Command exlained: Because currently there is no way to delete multiple firewal rules based on some conditions, you have to list all firewall rules with an applied filter, then get the output and build a string of all the firewall rule names. Then we can execute the delete firewall rule comand

Answer 2

Use

gcloud compute firewall-rules list --project YOUR_PROJECT --regexp SOME_REGEX 

to list all the firewall rules you want to delete. Generally they start with the name of the network they apply to.

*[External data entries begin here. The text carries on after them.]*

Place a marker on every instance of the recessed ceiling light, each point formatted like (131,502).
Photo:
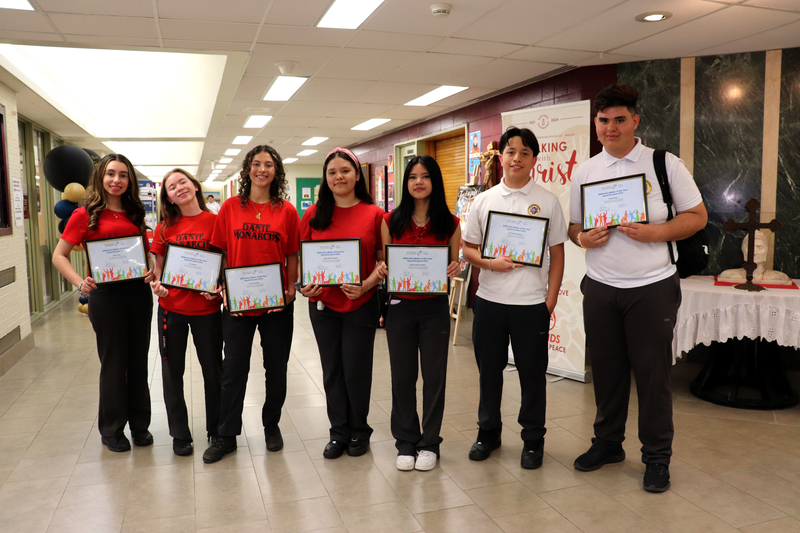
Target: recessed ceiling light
(283,88)
(371,123)
(348,14)
(257,121)
(437,94)
(313,141)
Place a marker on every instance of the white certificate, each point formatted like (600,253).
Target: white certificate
(330,262)
(191,268)
(612,202)
(417,269)
(521,238)
(254,288)
(116,259)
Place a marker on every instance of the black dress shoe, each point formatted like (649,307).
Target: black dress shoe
(532,454)
(482,449)
(142,437)
(334,449)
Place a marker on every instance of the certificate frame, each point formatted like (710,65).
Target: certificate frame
(176,253)
(639,212)
(529,255)
(394,264)
(232,294)
(353,277)
(138,259)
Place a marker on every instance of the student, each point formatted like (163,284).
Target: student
(121,311)
(345,318)
(186,221)
(418,326)
(514,300)
(256,227)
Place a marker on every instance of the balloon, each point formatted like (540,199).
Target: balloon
(73,192)
(66,164)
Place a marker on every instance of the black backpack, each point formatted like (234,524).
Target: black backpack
(692,251)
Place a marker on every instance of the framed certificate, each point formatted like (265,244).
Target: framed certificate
(191,268)
(521,238)
(417,269)
(254,288)
(116,259)
(330,263)
(612,202)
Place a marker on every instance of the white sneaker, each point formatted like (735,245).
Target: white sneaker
(426,460)
(405,462)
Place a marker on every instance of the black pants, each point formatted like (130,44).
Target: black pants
(418,333)
(346,342)
(631,329)
(528,327)
(173,335)
(276,343)
(121,313)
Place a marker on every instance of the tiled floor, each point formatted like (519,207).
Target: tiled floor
(732,470)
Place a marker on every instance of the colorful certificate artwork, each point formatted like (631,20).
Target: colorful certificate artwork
(417,269)
(330,262)
(521,238)
(191,268)
(254,288)
(613,202)
(116,259)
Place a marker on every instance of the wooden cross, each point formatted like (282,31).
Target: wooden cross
(751,226)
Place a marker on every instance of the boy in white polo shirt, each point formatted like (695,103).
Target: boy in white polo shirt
(514,301)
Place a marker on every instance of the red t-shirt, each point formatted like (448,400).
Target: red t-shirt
(420,236)
(194,232)
(361,221)
(248,240)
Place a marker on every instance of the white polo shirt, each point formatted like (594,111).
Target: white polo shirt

So for instance yours might start with test-network-....

If you want to delete all of them dynamically do

gcloud compute firewall-rules list --project YOUR_PROJECT --regexp test-network.* 

This will give you an output containing the list with all the complete firewall rule names.

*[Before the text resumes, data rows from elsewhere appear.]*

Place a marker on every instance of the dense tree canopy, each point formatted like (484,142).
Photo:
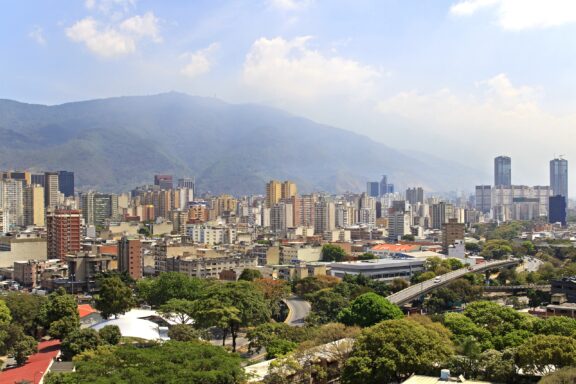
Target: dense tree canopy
(369,309)
(393,350)
(114,297)
(172,362)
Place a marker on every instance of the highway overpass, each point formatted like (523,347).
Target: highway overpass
(407,295)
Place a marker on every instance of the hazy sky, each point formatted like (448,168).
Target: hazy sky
(465,80)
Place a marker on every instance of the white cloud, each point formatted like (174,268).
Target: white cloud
(111,39)
(144,26)
(199,62)
(289,69)
(37,34)
(522,14)
(291,5)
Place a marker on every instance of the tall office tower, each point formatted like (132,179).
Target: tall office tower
(288,190)
(385,187)
(273,193)
(66,183)
(441,213)
(483,198)
(34,205)
(502,171)
(559,177)
(325,217)
(164,181)
(37,179)
(398,225)
(12,202)
(51,189)
(130,257)
(63,232)
(415,195)
(26,177)
(373,188)
(451,231)
(557,210)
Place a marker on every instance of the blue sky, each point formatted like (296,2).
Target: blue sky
(465,80)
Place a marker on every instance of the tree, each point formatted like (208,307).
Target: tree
(25,310)
(369,309)
(326,304)
(80,341)
(274,292)
(249,274)
(231,306)
(22,349)
(179,310)
(114,298)
(331,252)
(185,332)
(170,285)
(110,334)
(541,354)
(169,362)
(561,376)
(60,314)
(393,350)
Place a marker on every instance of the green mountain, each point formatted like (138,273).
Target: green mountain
(118,143)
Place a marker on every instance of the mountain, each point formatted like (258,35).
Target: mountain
(118,143)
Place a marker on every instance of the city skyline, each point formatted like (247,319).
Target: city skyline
(381,79)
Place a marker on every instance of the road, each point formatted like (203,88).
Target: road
(298,310)
(406,295)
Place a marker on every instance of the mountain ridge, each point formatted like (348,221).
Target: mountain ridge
(115,144)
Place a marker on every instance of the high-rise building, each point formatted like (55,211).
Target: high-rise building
(385,187)
(289,189)
(12,202)
(502,171)
(164,181)
(557,210)
(66,183)
(62,233)
(451,231)
(273,193)
(559,177)
(38,179)
(415,195)
(51,189)
(130,257)
(483,198)
(373,188)
(34,205)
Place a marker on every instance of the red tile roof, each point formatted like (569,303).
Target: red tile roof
(85,310)
(36,366)
(395,247)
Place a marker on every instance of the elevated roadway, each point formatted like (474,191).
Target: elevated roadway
(407,295)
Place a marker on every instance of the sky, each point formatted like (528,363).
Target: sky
(465,80)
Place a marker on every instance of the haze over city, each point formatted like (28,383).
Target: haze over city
(465,81)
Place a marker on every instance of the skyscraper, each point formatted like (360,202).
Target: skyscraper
(559,177)
(373,188)
(129,257)
(62,233)
(164,181)
(51,189)
(66,183)
(502,171)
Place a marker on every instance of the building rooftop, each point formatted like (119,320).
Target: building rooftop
(36,366)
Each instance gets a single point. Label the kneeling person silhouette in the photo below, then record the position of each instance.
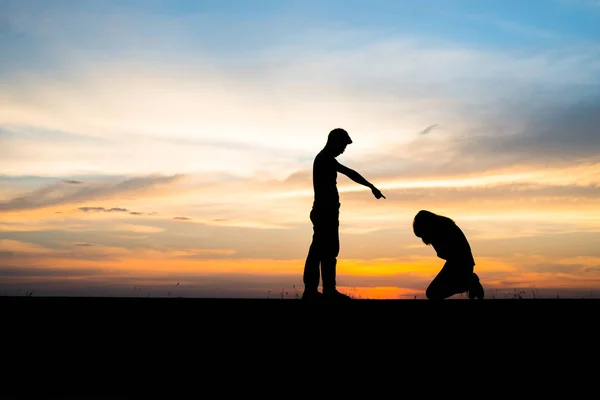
(450, 243)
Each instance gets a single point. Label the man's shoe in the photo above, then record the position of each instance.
(312, 295)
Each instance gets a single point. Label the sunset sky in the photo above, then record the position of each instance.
(164, 148)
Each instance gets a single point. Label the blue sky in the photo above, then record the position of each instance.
(210, 112)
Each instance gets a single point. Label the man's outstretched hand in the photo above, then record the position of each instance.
(377, 193)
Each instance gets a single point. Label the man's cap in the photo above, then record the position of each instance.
(339, 135)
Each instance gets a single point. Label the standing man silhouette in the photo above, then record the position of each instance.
(324, 215)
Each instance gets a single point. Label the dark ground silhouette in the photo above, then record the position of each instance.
(325, 246)
(450, 243)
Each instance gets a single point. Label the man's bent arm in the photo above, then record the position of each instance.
(355, 176)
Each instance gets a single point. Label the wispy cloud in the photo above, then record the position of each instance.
(59, 194)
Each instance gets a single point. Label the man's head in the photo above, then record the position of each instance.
(337, 141)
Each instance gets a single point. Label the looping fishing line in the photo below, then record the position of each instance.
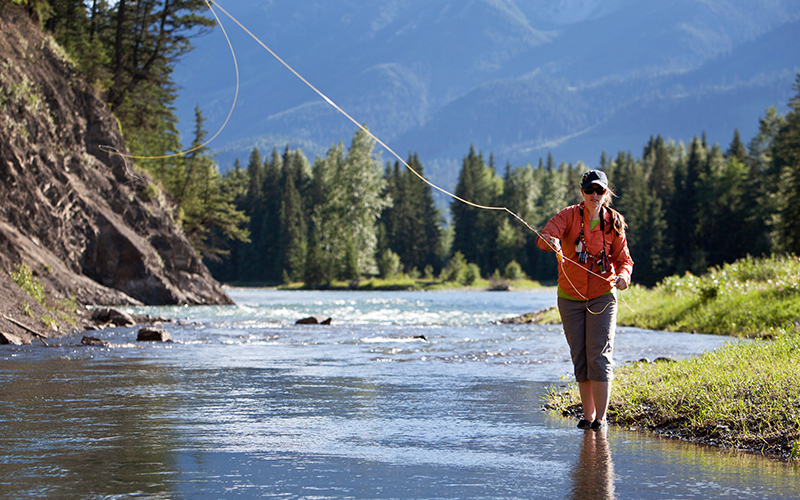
(112, 150)
(354, 121)
(390, 150)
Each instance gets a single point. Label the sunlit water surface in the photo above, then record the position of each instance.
(246, 404)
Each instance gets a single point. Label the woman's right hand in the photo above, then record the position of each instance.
(555, 245)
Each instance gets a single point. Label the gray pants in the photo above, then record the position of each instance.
(589, 327)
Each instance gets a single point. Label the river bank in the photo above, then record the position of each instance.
(743, 396)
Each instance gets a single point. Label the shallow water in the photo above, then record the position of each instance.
(246, 404)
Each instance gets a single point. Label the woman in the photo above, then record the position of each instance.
(590, 245)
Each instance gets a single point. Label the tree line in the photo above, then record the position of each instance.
(689, 206)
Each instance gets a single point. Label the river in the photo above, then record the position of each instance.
(246, 404)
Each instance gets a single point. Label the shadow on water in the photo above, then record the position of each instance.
(593, 472)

After that in the script you can loop through them and build a string of their concatenation, but without "," . Something like "rule_name_1 rule_name_2 ... rule_name_n".

After that use

gcloud compute firewall-rules delete rule_name_1 rule_name_2 ... rule_name_n --project YOUR_PROJECT

Answer 3

Unfortunately, there's no other way to do it. You should delete unnecessary rules and then create new ones.

Have a look at the documentation Using firewall rules there's no such flags like --replace or --delete for create command:

gcloud compute firewall-rules create NAME \
    [--network NETWORK; default="default"] \
    [--priority PRIORITY;default=1000] \
    [--direction (ingress|egress|in|out); default="ingress"] \
    [--action (deny | allow )] \
    [--target-tags TAG,TAG,...] \
    [--target-service-accounts=IAM Service Account,IAM Service Account,...] \
    [--source-ranges CIDR-RANGE,CIDR-RANGE...] \
    [--source-tags TAG,TAG,...] \
    [--source-service-accounts=IAM Service Account,IAM Service Account,...] \
    [--destination-ranges CIDR-RANGE,CIDR-RANGE...] \
    [--rules (PROTOCOL[:PORT[-PORT]],[PROTOCOL[:PORT[-PORT]],...]] | all ) \
    [--disabled | --no-disabled]
    [--enable-logging | --no-enable-logging]

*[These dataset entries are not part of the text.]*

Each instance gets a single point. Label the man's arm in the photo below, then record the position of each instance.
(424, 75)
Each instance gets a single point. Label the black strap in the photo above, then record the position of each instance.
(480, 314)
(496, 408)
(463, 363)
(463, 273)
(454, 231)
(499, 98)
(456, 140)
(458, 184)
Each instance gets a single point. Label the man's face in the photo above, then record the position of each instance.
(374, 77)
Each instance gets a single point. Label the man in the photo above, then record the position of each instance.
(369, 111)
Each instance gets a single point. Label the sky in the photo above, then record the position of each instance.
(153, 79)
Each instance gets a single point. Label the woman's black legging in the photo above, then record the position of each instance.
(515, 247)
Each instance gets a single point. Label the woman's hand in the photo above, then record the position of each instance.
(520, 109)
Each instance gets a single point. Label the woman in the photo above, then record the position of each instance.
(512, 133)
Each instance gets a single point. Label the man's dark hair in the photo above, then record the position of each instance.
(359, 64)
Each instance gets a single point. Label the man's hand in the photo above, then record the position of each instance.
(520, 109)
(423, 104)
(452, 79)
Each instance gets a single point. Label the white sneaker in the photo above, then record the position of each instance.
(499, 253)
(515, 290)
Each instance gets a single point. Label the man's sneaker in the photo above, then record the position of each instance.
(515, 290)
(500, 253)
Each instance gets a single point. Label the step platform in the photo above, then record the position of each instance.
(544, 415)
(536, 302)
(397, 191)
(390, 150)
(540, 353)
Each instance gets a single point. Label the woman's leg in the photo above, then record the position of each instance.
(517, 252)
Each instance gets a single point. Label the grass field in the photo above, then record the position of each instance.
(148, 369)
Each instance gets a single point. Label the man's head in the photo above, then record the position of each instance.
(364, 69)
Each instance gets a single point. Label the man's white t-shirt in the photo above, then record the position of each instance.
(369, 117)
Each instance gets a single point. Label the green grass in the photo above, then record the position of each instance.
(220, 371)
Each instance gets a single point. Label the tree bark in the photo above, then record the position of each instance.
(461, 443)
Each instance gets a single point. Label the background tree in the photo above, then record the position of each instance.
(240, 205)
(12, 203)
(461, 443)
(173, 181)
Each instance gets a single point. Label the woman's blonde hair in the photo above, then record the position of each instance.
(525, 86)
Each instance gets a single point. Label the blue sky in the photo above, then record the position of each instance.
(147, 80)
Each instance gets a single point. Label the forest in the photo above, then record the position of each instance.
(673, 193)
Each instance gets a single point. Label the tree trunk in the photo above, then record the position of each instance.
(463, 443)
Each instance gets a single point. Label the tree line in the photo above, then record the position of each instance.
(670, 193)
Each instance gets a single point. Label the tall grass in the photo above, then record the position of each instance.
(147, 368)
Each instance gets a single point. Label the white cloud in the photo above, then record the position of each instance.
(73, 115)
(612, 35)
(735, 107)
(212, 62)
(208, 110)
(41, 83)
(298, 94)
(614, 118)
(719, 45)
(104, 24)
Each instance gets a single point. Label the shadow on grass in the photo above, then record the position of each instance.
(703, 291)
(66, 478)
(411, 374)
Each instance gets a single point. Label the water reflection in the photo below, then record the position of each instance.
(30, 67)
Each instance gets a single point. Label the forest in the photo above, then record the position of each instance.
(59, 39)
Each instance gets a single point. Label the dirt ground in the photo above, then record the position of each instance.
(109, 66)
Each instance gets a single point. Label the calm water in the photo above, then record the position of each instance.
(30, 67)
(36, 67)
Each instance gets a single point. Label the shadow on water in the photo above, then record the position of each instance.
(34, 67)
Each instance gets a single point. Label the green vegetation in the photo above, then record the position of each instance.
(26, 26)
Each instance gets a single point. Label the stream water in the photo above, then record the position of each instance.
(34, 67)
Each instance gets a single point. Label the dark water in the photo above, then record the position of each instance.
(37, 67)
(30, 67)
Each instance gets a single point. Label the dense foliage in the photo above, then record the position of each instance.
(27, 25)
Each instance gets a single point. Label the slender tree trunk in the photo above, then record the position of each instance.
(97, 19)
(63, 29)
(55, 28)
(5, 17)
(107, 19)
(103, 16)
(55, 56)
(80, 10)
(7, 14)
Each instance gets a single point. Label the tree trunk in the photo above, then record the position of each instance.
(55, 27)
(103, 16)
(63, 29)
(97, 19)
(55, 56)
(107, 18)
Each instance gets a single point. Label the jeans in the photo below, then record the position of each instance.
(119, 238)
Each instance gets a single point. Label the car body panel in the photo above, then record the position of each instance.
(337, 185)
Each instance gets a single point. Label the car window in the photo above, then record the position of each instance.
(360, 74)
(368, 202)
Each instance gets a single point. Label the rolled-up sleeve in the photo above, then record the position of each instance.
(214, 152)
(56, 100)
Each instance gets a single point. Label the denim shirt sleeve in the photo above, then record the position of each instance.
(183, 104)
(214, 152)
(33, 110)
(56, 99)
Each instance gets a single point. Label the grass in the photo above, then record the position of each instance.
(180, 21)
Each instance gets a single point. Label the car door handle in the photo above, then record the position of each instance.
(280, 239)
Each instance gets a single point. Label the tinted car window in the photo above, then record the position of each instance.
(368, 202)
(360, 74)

You can try to update existing rules, but it has some limitations:

You can modify some components of a firewall rule, such as the specified protocols and ports for the match condition. You cannot modify a firewall rule's name, network, the action on match, and the direction of traffic.

If you need to change the name, network, or the action or direction component, you must delete the rule and create a new one instead.

As a possible workaround you can file a feature request at the Google Issue Tracker under this component and ask to introduce some --replace or --delete flags for create command.